Publications
Non-model-based damage identification of plates using principal, mean and Gaussian curvature mode shapes
Mode shapes (MSs) have been extensively used to identify structural damage. This paper presents a new non-model-based method that uses principal, mean and Gaussian curvature MSs (CMSs) to identify damage in plates; the method is applicable and robust to MSs associated with low and high elastic modes on dense and coarse measurement grids. A multi-scale discrete differential-geometry scheme is proposed to calculate principal, mean and Gaussian CMSs associated with a MS of a plate, which can alleviate adverse effects of measurement noise on calculating the CMSs.

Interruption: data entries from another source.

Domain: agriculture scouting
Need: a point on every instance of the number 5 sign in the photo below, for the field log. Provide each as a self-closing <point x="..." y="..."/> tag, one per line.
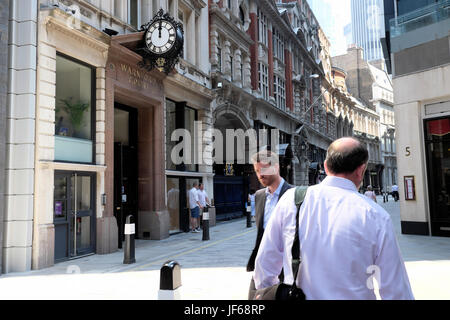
<point x="410" y="193"/>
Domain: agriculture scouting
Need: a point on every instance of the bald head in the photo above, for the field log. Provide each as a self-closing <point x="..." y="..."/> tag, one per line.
<point x="345" y="155"/>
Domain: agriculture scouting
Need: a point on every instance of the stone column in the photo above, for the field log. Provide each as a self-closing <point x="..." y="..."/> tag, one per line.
<point x="146" y="11"/>
<point x="227" y="61"/>
<point x="4" y="21"/>
<point x="190" y="38"/>
<point x="237" y="67"/>
<point x="214" y="49"/>
<point x="20" y="138"/>
<point x="247" y="74"/>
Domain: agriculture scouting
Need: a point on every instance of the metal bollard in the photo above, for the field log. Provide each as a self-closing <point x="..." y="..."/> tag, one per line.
<point x="205" y="221"/>
<point x="170" y="281"/>
<point x="249" y="215"/>
<point x="128" y="252"/>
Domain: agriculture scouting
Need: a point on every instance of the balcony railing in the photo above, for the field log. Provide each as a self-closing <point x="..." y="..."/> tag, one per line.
<point x="420" y="18"/>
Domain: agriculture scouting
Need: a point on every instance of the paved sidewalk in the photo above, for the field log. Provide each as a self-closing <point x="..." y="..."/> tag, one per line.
<point x="210" y="270"/>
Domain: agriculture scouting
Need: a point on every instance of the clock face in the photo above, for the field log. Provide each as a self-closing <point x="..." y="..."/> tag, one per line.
<point x="160" y="37"/>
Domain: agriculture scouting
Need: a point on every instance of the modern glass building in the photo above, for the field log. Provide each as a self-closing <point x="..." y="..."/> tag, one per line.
<point x="417" y="46"/>
<point x="368" y="27"/>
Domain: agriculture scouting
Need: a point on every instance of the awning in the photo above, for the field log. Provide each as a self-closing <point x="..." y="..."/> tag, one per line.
<point x="284" y="150"/>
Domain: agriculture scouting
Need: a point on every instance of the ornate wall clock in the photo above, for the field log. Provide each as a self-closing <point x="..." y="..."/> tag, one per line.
<point x="163" y="43"/>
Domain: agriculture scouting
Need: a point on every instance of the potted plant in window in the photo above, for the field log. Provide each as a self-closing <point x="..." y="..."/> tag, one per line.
<point x="76" y="111"/>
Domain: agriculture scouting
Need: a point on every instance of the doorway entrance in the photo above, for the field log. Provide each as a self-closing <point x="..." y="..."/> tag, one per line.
<point x="125" y="167"/>
<point x="74" y="214"/>
<point x="178" y="202"/>
<point x="438" y="166"/>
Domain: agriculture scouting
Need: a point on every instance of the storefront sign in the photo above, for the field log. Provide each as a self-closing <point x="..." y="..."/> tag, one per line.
<point x="137" y="78"/>
<point x="410" y="193"/>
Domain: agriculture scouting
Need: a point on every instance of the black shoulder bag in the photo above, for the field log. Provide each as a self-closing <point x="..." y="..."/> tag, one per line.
<point x="282" y="291"/>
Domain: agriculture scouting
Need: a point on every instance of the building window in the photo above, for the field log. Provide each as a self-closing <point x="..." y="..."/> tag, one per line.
<point x="278" y="45"/>
<point x="262" y="28"/>
<point x="232" y="67"/>
<point x="180" y="116"/>
<point x="74" y="111"/>
<point x="219" y="58"/>
<point x="264" y="81"/>
<point x="279" y="92"/>
<point x="134" y="13"/>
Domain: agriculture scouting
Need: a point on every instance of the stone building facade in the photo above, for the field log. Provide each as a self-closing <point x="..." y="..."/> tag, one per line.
<point x="4" y="26"/>
<point x="70" y="183"/>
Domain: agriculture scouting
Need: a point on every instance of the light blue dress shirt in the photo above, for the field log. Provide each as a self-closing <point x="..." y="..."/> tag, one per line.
<point x="271" y="202"/>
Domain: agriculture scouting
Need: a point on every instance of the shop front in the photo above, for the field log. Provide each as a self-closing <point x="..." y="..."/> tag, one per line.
<point x="134" y="145"/>
<point x="69" y="176"/>
<point x="437" y="146"/>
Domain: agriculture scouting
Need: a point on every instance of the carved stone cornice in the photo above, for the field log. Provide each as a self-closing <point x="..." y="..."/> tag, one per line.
<point x="59" y="21"/>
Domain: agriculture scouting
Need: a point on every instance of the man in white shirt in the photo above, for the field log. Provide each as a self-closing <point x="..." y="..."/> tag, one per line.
<point x="202" y="195"/>
<point x="195" y="206"/>
<point x="203" y="198"/>
<point x="345" y="240"/>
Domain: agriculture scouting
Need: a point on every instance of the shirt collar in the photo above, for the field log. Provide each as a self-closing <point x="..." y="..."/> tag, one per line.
<point x="277" y="192"/>
<point x="339" y="182"/>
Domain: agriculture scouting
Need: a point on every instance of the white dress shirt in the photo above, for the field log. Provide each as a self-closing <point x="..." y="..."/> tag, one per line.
<point x="193" y="198"/>
<point x="343" y="239"/>
<point x="202" y="197"/>
<point x="271" y="202"/>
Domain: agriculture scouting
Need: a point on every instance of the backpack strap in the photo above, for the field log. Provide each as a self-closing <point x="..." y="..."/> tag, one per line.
<point x="300" y="193"/>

Principal, mean and Gaussian CMSs of a damaged plate and those of an undamaged one are used to yield four curvature damage indices (CDIs), including Maximum-CDIs, Minimum-CDIs, Mean-CDIs and Gaussian-CDIs. Damage can be identified near regions with consistently higher values of the CDIs. It is shown that a MS of an undamaged plate can be well approximated using a polynomial with a properly determined order that fits a MS of a damaged one, provided that the undamaged plate has a smooth geometry and is made of material that has no stiffness and mass discontinuities. New fitting and convergence indices are proposed to quantify the level of approximation of a MS from a polynomial fit to that of a damaged plate and to determine the proper order of the polynomial fit, respectively. A MS of an aluminum plate with damage in the form of a machined thickness reduction area was measured to experimentally investigate the effectiveness of the proposed CDIs in damage identification; the damage on the plate was successfully identified.